With that data in hand, Kumar said the fellows have started to pinpoint which factors could contribute to a water main failing, with plans to study them in more detail.
“We want to look at, say, the age of the pipes replaced, the materials of the pipes, the diameter and location,” Kumar said. “From there, we can see in in certain parts of the city, the pipes are too old and need to be replaced, or find other factors and say different parts of the city where traffic would play a role.”
By the end of the summer, Kumar hopes they can give the city a predictive model to start testing and drive some “proactive maintenance” of the pipes.
“Syracuse being sort of a middle-sized city, it’s actually very easy to deploy something on the ground and change it as needed to optimize it,” Kumar said. “From there, as we add more data and understand better what leads to main breaks, we can optimize our model.”

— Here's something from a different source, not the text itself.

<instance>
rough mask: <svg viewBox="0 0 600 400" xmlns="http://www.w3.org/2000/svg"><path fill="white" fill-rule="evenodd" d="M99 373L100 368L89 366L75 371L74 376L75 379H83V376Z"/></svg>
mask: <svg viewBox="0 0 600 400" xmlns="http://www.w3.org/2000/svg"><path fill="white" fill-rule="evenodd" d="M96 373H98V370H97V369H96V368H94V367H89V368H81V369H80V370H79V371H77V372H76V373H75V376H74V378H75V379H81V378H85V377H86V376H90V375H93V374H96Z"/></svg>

Edelstein is eager to start experimenting with the model, since he said it could help Syracuse either “replace water mains when we have the dollars to do that, or attack all the different things around a water main break to make sure the least number of people are affected for the least amount of time by it.”
But even if the researchers can’t manage to come up with a workable model, he thinks their work has already helped the city sharpen its own data management practices.
“This project give us a good sense of what we need to do to make sure our data is usable,” Edelstein said. “This is something that can help us start telling the story about why using data in a city is important.”
Yet the fellows are optimistic that they’ll emerge with something that can make a big difference for any city with similar infrastructure concerns. Kumar notes that all the algorithms and code they’re working with is open source, “so any interested party can look at it and tweak it if they’d like,” and Kenney foresees other cities seizing on their efforts in the future.
“The foundation is definitely transferable to other cities, and then it just comes down to a willingness and open mindedness to try operating in this new way using data,” Kenney said.